The Boston Globe
April 10, 2003, A14

Cuba defends dissident crackdown, timing of trials

 By Anita Snow, Associated Press

 HAVANA - Cuba defended its speedy prosecution of 75 dissidents, saying yesterday it had to
 protect itself against US attempts to subvert the government. It also maintained that the cases'
 timing had nothing to do with war in Iraq.

 The United States, which has dismissed the Cuban allegations, condemned the crackdown. ''This is
 symptomatic of the dictatorship of the Cuban regime,'' White House press secretary Ari Fleischer
 said yesterday.

 The known sentences for 57 of the government opponents who were tried ranged from 6 to 28
 years. The remaining 18 sentences were expected by the end of the week. None of the trials has
 lasted more than a day, activists said. There were no reports of acquittals.

 ''We have been patient, we have been tolerant,'' Foreign Minister Felipe Perez Roque said. ''But
 we have been obligated to apply our laws.''

 Perez Roque also denied international accusations that the arrests and convictions over the course
 of three weeks were timed so that the world's attention would be focused on war.

 The defendants included independent journalists, prodemocracy activists, opposition party leaders,
 and other dissidents.

 They were arrested last month and accused of receiving American government funds and
 collaborating with US diplomats to undermine the socialist state.

 The United Nations also protested the quick trials.

 ''There are questions about the fairness of such expedited proceedings,'' said Sergio Vieira de
 Mello, the United Nations' high commissioner for human rights. ''Cuba must ensure that the accused
 benefit from due process.''

 Perez Roque presented letters and detailed lists of payments among numerous documents he said
 proved the defendants were linked to and receiving money from the US government.

 Many of the payments the foreign minister mentioned appeared to come from Miami- or
 Washington-based groups that receive funds from the US Agency for International Development to
 support the opposition and prepare for a transition in Cuba.
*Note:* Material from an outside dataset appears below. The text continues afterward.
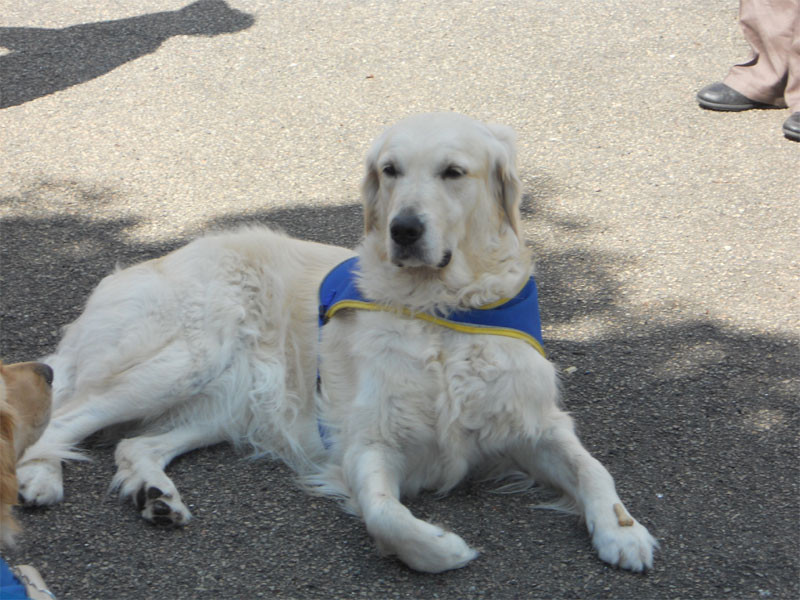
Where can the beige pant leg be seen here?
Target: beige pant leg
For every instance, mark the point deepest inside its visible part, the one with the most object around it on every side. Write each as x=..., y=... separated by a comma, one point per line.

 The foreign minister also said that the legal proceedings strictly followed Cuban law, with all
 defendants represented by attorneys. They all heard the charges against them and had a chance to
 respond, and, in each case, both evidence and witnesses were presented in open court, he said.

 All have the right to appeal, he said.

 Countering criticism that the proceedings were closed to foreign diplomats and reporters, he said
 there was not enough room in the court.

 At the trials, state security agents who had posed as dissidents revealed their true identities and
 testified for the state.

 The foreign minister singled out US Interests Section Chief James Cason for criticism. Cuban
 authorities accuse Cason of violating diplomatic protocol with his support of groups opposed to
 President Fidel Castro's government.

 ''Our patience ran out with Mr. Cason,'' Per ez Roque said.

 Cason this week once again denied the Cuban government's accusations that the US Interests
 Section had local dissidents on its payroll, saying the mission operates no differently than American
 embassies in other countries.

 Castro was enraged by Cason's meeting with dissidents at one of their homes in late February and
 the diplomat's subsequent declaration that ''the Cuban government is afraid: afraid of freedom of
 conscience, afraid of freedom of expression, afraid of human rights.''

 ''Actually, Cuba is so afraid that it will calmly take all the time needed to decide on its course of
 action regarding this bizarre official,'' Castro said a few weeks later.